Marcus Vinícius Freitas: Não podemos esquecer – e é importante enfatizar – o aspecto de que a Ásia representa o futuro das relações internacionais e particularmente da questão do comércio mundial. Se nós notarmos que existe uma mudança de eixo do Atlântico para a Ásia, isso é importante em razão da existência de uma quantidade enorme de população, do crescente ganho do poder aquisitivo da região, e é importante que o Brasil pense no futuro fazendo projeções e parcerias nesse sentido. Nós embarcamos um pouco tarde nessa busca de firmar presença na Ásia. No caso do Japão, é um pouco diferente, porque o Brasil já tem uma história de 120 anos de relações diplomáticas – foram estabelecidas em 1895 –, um comércio bilateral que é grande e poderia ser maior, não fosse “custo Brasil”, que onera o produto brasileiro. E observamos também que é uma relação em que há japoneses brasileiros morando no Japão e há japoneses morando no Brasil. Esse fluxo de pessoas e mercadorias com o Japão já existe há algum tempo, e a questão é solidificar esta relação com vistas ao que queremos ter no futuro.
S: A presença do Ministro Mauro Vieira reforça a Parceria Estratégica Global lançada no encontro de 2014, em Brasília, entre o primeiro-ministro do Japão, Shinzo Abe, e a Presidenta Dilma Rousseff, que, em dezembro, irá ao Japão. Em que áreas Brasil e Japão podem estreitar sua cooperação?

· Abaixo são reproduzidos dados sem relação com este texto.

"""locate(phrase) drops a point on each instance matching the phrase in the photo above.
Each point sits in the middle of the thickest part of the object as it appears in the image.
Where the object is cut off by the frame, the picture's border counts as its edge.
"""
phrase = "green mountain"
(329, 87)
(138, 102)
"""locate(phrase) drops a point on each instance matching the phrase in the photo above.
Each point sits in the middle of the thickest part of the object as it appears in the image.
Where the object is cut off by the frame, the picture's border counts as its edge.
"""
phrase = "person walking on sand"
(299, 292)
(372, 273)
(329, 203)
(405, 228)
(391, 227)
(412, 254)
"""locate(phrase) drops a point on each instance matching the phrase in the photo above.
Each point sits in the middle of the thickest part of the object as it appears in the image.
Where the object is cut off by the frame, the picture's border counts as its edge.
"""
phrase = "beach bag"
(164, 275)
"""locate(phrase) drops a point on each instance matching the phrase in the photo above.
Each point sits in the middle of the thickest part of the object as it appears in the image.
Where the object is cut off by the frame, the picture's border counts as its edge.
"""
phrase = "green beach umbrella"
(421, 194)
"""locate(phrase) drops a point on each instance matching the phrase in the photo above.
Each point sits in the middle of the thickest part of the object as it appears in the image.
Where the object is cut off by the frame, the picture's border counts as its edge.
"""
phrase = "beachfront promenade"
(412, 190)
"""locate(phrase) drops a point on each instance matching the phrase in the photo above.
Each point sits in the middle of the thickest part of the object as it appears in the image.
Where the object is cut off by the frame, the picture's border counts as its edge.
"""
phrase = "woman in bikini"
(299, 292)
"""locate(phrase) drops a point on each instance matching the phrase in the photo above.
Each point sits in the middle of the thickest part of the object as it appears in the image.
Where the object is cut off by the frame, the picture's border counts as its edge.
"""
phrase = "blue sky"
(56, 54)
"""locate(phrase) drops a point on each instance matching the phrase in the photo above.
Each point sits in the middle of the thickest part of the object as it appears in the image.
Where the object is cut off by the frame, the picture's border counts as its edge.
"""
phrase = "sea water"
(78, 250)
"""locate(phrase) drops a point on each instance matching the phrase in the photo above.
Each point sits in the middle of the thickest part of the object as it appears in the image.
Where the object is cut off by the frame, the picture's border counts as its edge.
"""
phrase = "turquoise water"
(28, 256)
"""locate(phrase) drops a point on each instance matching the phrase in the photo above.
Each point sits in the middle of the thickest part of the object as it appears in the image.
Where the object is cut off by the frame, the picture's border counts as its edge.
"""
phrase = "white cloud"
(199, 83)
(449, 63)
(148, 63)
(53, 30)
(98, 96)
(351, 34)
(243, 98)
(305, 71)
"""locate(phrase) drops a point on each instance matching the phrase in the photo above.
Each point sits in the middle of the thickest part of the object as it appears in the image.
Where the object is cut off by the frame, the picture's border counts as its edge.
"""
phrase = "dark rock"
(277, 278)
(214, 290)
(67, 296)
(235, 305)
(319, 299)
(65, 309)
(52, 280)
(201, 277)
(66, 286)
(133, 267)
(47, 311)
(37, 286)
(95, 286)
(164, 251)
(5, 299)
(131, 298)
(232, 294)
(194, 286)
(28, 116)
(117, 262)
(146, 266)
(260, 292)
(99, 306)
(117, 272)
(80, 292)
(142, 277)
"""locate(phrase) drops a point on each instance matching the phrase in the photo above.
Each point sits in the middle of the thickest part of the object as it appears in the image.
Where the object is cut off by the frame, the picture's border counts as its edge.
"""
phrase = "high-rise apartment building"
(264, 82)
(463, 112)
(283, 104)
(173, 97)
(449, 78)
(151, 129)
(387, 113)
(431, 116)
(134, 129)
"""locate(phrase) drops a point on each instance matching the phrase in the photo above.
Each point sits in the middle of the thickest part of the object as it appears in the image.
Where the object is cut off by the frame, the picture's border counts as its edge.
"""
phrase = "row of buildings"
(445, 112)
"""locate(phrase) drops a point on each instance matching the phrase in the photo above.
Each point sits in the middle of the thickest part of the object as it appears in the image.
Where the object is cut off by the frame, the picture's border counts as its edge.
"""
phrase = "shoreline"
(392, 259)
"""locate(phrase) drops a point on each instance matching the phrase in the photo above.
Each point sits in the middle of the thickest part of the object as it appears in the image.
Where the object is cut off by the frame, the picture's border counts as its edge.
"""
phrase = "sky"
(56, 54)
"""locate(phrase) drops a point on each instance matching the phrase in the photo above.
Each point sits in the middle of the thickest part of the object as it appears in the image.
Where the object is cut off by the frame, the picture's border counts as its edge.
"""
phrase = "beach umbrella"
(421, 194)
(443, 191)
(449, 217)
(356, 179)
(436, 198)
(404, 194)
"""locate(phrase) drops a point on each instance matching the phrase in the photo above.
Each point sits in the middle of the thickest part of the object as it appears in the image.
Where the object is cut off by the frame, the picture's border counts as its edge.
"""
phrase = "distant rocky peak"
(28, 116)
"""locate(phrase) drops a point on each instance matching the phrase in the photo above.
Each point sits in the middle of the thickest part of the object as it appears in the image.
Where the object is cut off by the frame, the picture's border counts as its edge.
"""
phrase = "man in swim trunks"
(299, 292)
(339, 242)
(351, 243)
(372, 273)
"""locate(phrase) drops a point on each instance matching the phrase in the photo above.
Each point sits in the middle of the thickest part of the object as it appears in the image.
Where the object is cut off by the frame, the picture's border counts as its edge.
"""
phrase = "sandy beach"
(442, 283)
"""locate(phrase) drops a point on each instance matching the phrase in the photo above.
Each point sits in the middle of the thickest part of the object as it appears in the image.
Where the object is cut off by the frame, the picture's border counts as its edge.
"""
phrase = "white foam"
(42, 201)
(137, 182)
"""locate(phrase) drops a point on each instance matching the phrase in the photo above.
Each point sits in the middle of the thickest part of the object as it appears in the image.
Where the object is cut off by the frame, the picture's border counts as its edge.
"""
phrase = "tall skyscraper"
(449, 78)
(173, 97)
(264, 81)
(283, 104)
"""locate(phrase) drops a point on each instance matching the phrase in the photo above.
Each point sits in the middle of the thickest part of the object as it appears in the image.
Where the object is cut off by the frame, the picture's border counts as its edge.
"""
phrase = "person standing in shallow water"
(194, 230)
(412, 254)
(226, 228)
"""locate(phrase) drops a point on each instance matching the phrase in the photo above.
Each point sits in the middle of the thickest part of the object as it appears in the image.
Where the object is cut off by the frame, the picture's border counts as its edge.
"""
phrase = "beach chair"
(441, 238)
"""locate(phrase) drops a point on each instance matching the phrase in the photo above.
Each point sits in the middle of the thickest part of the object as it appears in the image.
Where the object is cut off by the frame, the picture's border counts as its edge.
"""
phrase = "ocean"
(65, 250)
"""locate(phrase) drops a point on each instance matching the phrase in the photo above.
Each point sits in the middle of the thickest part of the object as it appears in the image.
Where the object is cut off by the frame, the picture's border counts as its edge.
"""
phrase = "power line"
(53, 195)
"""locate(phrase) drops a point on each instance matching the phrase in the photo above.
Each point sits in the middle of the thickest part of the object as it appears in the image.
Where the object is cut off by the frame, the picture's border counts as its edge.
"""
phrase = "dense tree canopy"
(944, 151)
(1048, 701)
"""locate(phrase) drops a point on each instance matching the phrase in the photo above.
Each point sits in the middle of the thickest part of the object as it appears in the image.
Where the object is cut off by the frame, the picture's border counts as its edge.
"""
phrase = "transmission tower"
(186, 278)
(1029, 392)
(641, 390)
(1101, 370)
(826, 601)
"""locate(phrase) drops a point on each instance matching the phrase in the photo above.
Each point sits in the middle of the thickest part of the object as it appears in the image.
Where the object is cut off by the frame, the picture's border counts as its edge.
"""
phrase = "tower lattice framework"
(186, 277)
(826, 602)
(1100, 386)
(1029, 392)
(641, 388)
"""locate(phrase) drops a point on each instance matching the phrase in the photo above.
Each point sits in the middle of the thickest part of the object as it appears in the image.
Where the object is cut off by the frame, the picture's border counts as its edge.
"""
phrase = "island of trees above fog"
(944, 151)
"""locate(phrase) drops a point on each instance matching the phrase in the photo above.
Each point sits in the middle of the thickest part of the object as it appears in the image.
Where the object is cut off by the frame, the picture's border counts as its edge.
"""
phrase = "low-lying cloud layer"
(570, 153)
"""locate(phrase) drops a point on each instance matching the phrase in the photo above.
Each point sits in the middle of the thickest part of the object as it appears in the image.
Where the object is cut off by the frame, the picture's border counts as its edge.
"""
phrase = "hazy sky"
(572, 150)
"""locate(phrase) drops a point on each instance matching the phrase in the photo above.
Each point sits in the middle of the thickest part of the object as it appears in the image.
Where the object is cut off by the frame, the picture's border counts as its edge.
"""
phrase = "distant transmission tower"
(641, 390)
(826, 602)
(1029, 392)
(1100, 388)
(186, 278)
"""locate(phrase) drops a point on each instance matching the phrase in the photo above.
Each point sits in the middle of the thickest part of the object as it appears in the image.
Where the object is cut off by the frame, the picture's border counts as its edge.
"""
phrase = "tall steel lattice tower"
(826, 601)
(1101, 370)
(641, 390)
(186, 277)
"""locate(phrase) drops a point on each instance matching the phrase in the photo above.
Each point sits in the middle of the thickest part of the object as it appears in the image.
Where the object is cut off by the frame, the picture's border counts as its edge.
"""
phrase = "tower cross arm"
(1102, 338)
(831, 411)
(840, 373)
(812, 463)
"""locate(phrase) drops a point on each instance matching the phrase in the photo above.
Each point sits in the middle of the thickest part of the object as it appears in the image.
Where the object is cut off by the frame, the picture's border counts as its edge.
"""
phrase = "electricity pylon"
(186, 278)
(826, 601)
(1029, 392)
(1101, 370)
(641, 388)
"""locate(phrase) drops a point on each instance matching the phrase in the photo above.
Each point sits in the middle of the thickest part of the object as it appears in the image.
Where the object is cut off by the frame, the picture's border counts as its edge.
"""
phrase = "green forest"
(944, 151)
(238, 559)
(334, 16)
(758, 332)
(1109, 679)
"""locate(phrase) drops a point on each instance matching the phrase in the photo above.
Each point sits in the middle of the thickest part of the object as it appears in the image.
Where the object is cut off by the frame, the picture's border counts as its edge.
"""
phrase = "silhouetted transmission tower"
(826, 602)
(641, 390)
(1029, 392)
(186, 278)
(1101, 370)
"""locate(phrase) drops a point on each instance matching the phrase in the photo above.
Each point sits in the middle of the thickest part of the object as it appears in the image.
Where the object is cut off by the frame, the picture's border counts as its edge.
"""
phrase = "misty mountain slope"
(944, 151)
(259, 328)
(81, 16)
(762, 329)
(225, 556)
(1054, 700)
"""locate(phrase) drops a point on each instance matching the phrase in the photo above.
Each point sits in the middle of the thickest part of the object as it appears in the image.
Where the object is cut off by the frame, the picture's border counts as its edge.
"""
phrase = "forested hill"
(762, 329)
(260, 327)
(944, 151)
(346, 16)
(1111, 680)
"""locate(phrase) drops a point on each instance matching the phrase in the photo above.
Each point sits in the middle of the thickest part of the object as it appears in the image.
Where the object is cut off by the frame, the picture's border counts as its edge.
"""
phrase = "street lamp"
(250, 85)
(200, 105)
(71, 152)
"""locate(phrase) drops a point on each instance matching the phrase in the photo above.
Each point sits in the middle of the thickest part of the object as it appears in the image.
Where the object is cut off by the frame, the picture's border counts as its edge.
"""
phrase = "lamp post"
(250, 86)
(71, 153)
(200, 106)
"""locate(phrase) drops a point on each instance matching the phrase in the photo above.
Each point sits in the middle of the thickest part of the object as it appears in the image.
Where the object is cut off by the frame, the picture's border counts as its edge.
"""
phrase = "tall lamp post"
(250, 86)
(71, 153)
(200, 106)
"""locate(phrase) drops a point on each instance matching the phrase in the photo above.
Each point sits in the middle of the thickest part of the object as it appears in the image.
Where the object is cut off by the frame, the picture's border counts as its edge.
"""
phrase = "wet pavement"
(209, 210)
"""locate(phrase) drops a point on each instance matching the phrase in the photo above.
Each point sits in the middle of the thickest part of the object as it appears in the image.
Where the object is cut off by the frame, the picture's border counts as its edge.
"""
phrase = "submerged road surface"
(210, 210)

MVF: Uma delas, principalmente, é a questão da transferência de tecnologia. Nós sabemos que o Japão tem uma capacidade inovadora muito grande, e o Brasil caminha a passos de tartaruga em relação àquilo que precisa fazer em matéria de inovação. Podemos também ter um incremento na área acadêmica para que brasileiros possam estudar no Japão, particularmente na área de Engenharia e em outras áreas em que o Japão tem uma tecnologia de ponta, para que possamos efetivamente promover o intercâmbio. Quando olhamos para aquilo que exportamos para o Japão, nós ainda transitamos muito naquela questão de commodities. Não há nenhum problema em exportar commodities, desde que você adicione valor a elas. São desafios que o Brasil tem. Mas uma relação bilateral com o Japão pode ser muito favorável no sentido de termos uma transferência maior de conhecimento nas áreas em que, justamente por não termos universidades consideradas de ponta nos rankings internacionais, sofremos esse grande desafio. É importante tomarmos medidas para resolver este problema.
S: No âmbito da visita do Ministro Mauro Vieira ao Japão: isto pode criar algum embaraço para a Índia e para a China dentro do terreno dos BRICS?
MVF: Se for bem trabalhada, a relação não deveria criar problema. Existem, sim, problemas políticos entre Japão e China. A relação bilateral dos dois é politicamente complexa, mas não podemos esquecer também que economicamente os dois têm agido em uníssono em algumas situações internacionais. O que o Brasil busca na relação é justamente o apoio à sua questão como membro permanente do Conselho de Segurança da ONU, e nesse processo o Japão estaria incluído. Sabemos que a China não teria interesse que o Japão fizesse parte disso. Se nós focarmos o discurso na parte econômica, no sentido de mostrar que é um parceiro importante já que temos uma comunidade de 180 mil brasileiros que moram no Japão, temos quase 60 mil cidadãos japoneses morando no Brasil. Se enfatizarmos no aspecto econômico, a China não deve criar problema. O problema será na hora que nós quisermos migrar da parte econômica para a parte política, e aí teremos que ter cuidado com a decisão: ao olharmos os principais parceiros de exportações e importações brasileiros, não podemos esquecer que, em 2014, a China tinha 18% e o Japão somente 3%. Temos que tomar cuidado para não deixar a parte política minar uma boa relação econômica. Tudo passa por uma análise estratégica de como a gente também cria um vínculo de dependência de cada um dos parceiros.